Localism gets a bad rap. People are always bitching about it, and I don’t understand why. Not one bit. Without localism, everyone could just surf waves without fear of emotional and physical intimidation, assault, car vandalism, or sexual harassment. No thank you. How boring would that be?
Look, when surly locals act entitled protect “their waves”, the whiners (poor people) chime in with that “the ocean is for everyone” horse shit. But it’s NOT for everyone. It’s for the rich people who were lucky enough to have grown up next to it and had the means to spend their time playing in it on expensive slabs of foam. And if you think these lucky few are being unreasonable by acting the ornery local, consider the guy from Ohio moving to the coast, learning to surf, then four years in, he’s spouting said pony poo like “the ocean is for everyone” claiming his entitlement. Fuck that. You want to surf a great (or mediocre) wave? Be lucky and rich and white enough to have grown up near it. Simple. And if you can’t do that, you’ve got no business out there in the first place, buddy. Here are seven reasons why I just love localism. Localism je t’aime.
1. Localism helps us to take surfing, and ourselves very seriously. There’s nothing silly about surfing, or beach activities in general. There’s nothing silly about being a miniscule human on a tiny marble in a giant, ever-expanding, unfathomable universe, taking it all very personally and being angry about who is enjoying what leisure pastimes and where they’re enjoying them. Localism reminds us to continue to remain blind and refuse to have any perspective whatsoever.

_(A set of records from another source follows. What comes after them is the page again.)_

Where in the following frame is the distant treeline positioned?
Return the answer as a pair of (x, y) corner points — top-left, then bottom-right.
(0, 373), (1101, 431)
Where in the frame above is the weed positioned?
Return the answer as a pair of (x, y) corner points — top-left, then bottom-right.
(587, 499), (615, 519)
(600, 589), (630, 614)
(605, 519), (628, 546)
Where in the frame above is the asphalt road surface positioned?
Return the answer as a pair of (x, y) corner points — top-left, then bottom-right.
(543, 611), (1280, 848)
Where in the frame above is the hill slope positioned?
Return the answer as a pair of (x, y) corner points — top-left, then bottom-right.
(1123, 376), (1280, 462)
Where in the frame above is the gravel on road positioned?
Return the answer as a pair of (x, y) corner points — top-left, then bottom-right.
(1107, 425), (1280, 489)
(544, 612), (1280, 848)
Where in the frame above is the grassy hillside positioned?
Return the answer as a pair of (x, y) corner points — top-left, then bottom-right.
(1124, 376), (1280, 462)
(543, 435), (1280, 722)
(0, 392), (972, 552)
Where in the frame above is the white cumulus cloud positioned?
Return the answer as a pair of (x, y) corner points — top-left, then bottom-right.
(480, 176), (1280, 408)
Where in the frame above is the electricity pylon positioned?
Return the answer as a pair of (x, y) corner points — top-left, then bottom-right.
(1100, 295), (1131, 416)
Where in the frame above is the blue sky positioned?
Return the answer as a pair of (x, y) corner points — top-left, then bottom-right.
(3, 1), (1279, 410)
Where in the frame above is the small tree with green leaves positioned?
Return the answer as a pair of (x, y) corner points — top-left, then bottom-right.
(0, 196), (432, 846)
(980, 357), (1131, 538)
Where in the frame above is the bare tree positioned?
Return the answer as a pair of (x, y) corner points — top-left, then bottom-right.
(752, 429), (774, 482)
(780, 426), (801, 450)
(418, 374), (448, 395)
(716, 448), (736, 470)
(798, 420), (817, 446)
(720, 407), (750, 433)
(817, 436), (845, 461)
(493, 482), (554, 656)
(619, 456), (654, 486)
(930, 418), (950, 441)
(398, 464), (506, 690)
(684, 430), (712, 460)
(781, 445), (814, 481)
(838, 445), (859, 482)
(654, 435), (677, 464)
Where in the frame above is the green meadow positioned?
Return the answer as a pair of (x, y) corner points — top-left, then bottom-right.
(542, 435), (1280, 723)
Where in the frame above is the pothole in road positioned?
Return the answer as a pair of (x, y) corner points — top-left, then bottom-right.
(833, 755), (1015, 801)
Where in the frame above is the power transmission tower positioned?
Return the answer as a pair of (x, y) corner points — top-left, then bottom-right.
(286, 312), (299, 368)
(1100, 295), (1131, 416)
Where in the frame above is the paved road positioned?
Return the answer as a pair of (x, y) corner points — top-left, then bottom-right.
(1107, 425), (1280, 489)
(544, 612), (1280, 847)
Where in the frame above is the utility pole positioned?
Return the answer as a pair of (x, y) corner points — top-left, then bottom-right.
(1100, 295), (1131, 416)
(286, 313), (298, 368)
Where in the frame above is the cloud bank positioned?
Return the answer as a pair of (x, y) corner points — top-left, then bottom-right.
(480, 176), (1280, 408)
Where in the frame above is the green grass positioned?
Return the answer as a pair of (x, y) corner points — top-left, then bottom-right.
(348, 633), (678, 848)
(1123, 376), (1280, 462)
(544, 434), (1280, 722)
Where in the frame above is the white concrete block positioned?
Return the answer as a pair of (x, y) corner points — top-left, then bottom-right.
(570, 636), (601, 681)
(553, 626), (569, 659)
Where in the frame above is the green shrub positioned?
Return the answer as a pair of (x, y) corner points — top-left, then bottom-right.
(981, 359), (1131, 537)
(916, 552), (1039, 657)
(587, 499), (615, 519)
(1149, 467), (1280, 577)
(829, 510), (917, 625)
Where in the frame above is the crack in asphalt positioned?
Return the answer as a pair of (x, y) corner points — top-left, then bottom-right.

2. Localism highlights and nurtures the best parts of humanity: xenophobia, selfishness, arrogance, spite, ignorance, addiction. Without embracing these core characteristics of our culture, we run the risk of becoming a compassionate, inclusive, aware, and therefore weak people. Localism helps curb the participation trophy epidemic by making sure everyone is constantly reminded that life ain’t fair, and it never will be.
3. Localism makes you work harder for the American dream. If you had parents not lucky, driven, or smart enough to raise you on the beach, you’ve gotta work doubly hard. You want your child to have the chances you never had, and be able to surf somewhere like Lunada Bay without the very real threat of being heckled and stoned, for instance? Well, you’d better find a niche, bust your ass, learn the loopholes in the tax system, and stack enough coin to buy a place in Palos Verdes. Then your kid can be a little dick headed, privileged piece of shit throwing rocks and sexually harassing anyone different from them! And isn’t that what we all want for our children?
4. Localism fosters and demands respect. It’s hard to maintain our child-like nature. Unfortunately, most of us grow up. The world does it to us. But the real dedicated local surfers are able to avoid this altogether. They work tirelessly to remain unchanged, ever in that selfish childlike state of being, remaining in the sand box bully brain space. There’s just nothing that will illicit more respect from peers and total strangers alike than a grown ass man who will physically intimidate, harass, or assault someone regarding water recreation sports and zip codes.
5. Localism gives people something to stand for, something to be a part of, something to fight for. A lot of locals have no conflict in their lives. I feel for them deeply. They live on the beach. They have a trust fund. They are overwhelmingly white. Their only conflict is poorer people trying to take their waves. So tapping into that and making it a big deal gives them something to live and die for. We all need something.
6. Localism works. Just look at how few people surf for fear of confrontation these days. Pipeline, for instance, is completely empty, except for John John Florence and Jamie Jamie O’Brien, while all the humans work for them by intimidating or beating the shit out of anyone else who tries to get a wave. And here in Los Angeles especially, localism is super logical and effective. Everyone who surfs in LA was born and raised here. All outsiders respect this without exception. It’s wonderful how empty the line ups are, even when Surfline gives it the ol’ golden-orange “good” nod on a weekend.
Oh, I’m just having fun. Localism is stupid. Sure, there are a handful of positives to it as we’ve just been over in a not-at-all sarcastic way, but for the most part, it’s ridiculous the way it manifests itself. Yeah, surfing’s fun, and can be dangerous with idiots out there. Yeah, you want the waves all for yourself and for people to “respect your authoritah!” But as long as people keep fuckin’, we all gotta share the world. So surf and fuck and live and deal with it. Be respectful. Be aware. Gently lift the corners of your salty, salty mouth. We all in this together.